Chancen für die Moral

Presseinformation Nr. 148 vom 5. Dezember 2011

Öffentlicher Vortrag von Prof. Dr. Wolfgang Seibel anlässlich einer Sitzung der Heidelberger Akademie der Wissenschaften an der Universität Konstanz über die „Endlösung der Judenfrage“ in Frankreich unter deutscher Besatzung 1940 – 1944

Einmal im Jahr trifft sich die Heidelberger Akademie der Wissenschaften in ihrer Funktion als Landesakademie der Wissenschaften zu einer öffentlichen auswärtigen Sitzung in einer der baden-württembergischen Universitäten. Jährlich alternierend trägt hier ein Akademiemitglied der Mathematisch-naturwissenschaftlichen oder der Philosophisch-historischen Klasse aus seinem Forschungsgebiet vor. In diesem Jahr wird die Universität Konstanz Sitzungsort sein. Im Mittelpunkt des Treffens der Akademiemitglieder am Samstag, 10. Dezember 2011, steht der öffentliche Vortrag von Prof. Dr. Wolfgang Seibel. Der Konstanzer Politikwissenschaftler, der seit zwei Jahren ordentliches Akademiemitglied ist, spricht zum Thema „Besatzung, Kollaboration und Massenverbrechen. Die ‚Endlösung der Judenfrage’ in Frankreich, 1940 - 1944“. Beginn der öffentlichen Veranstaltung im Senatssaal V 1001, die durch Grußworte des Akademiepräsidenten Prof. Dr. Hermann Hahn und des Rektors Prof. Dr. Ulrich Rüdiger eröffnet wird, ist um 13 Uhr.

Wolfgang Seibels Vortrag, der sich an ein breites Publikum richtet, befasst sich mit einer Paradoxie bei der Behandlung der „Judenfrage“ in dem von Deutschland besetzten Teil Frankreichs.
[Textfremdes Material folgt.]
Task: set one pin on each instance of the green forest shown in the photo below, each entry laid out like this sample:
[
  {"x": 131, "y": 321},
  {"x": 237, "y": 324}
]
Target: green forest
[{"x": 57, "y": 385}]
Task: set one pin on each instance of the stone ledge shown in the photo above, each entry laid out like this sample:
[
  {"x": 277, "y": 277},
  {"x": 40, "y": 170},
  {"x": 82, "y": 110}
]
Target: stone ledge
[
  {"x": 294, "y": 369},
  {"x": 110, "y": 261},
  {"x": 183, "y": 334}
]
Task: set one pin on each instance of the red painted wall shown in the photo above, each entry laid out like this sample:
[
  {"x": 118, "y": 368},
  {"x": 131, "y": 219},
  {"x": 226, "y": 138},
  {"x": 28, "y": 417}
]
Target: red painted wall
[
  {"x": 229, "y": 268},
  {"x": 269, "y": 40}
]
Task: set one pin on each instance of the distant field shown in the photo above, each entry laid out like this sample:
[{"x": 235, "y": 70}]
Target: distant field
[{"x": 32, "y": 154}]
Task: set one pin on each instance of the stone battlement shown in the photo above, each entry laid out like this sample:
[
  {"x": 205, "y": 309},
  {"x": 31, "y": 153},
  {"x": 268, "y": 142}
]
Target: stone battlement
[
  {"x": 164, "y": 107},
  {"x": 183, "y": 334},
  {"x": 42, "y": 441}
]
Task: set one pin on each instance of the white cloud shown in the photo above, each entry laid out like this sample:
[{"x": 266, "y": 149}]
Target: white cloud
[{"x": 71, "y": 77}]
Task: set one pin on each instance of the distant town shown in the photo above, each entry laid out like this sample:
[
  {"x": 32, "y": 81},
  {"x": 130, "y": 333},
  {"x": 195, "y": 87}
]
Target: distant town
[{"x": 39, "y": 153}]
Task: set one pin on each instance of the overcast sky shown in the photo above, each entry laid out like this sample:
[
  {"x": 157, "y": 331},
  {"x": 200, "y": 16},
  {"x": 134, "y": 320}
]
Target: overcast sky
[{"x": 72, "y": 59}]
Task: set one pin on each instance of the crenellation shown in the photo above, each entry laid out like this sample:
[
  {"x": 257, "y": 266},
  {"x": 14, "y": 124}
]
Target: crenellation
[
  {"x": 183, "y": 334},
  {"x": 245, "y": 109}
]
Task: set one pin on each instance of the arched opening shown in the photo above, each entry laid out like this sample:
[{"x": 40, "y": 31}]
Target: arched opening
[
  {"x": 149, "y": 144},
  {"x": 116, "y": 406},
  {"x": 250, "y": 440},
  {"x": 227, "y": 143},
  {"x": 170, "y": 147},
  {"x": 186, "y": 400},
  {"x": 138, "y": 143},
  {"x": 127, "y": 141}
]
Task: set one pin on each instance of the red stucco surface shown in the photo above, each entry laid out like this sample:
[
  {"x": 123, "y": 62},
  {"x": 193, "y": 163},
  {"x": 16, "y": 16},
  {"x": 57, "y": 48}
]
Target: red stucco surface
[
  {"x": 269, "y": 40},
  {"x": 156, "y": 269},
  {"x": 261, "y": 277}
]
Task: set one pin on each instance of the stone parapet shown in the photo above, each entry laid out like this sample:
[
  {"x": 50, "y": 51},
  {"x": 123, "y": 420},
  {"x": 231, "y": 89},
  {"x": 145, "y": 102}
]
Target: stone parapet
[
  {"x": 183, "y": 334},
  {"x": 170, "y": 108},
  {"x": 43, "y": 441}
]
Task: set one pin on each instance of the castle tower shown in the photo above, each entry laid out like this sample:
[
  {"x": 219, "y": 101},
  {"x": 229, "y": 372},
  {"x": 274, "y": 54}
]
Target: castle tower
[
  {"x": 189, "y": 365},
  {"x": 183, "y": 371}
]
Obwohl die Vichy-Regierung extrem nationalistisch und antisemitisch war, wies Frankreich unter ihrem Regime am Ende des Krieges eine der niedrigsten Opferraten unter der jüdischen Bevölkerung auf. Hier wurden rund 25 Prozent der Juden deportiert. Zum Vergleich: In den Niederlanden waren es 76 Prozent.

Hintergrund ist, dass sich in den Anfangsjahren der Vichy-Regierung das Deportationsprogramm in Frankreich zunehmend radikalisierte, so dass selbst im nichtbesetzten Teil Frankreichs Juden von der französischen Polizei verhaftet wurden. Angesichts des Protests einzelner Persönlichkeiten in der katholischen Kirche und der öffentlichen Meinung sah sich die Regierung gezwungen, die Kollaboration bei der Umsetzung des deutschen Deportationsprogramms wieder einzuschränken, wodurch die Deportationsrate deutlich sank und auf diesem niedrigeren Niveau auch bis zum Kriegsende blieb.

Für Wolfgang Seibel ist dieses Phänomen wichtig für das Verständnis der Organisationsprinzipien von Massenverbrechen. Es zeige vor allem, „dass selbst unter den widrigsten Bedingungen immer die Chance für die Durchsetzung moralischer Kategorien in der Politik besteht. Massenverbrechen haben ihre eigene Logik, die oft nicht einfach zu entschlüsseln ist. Aber wenn man sie verstanden hat, besteht die Chance, den Kreislauf der Gewalt zu unterbrechen“, resümiert der Politikwissenschaftler. Nach dem Vortrag wird es Gelegenheit zur Diskussion geben.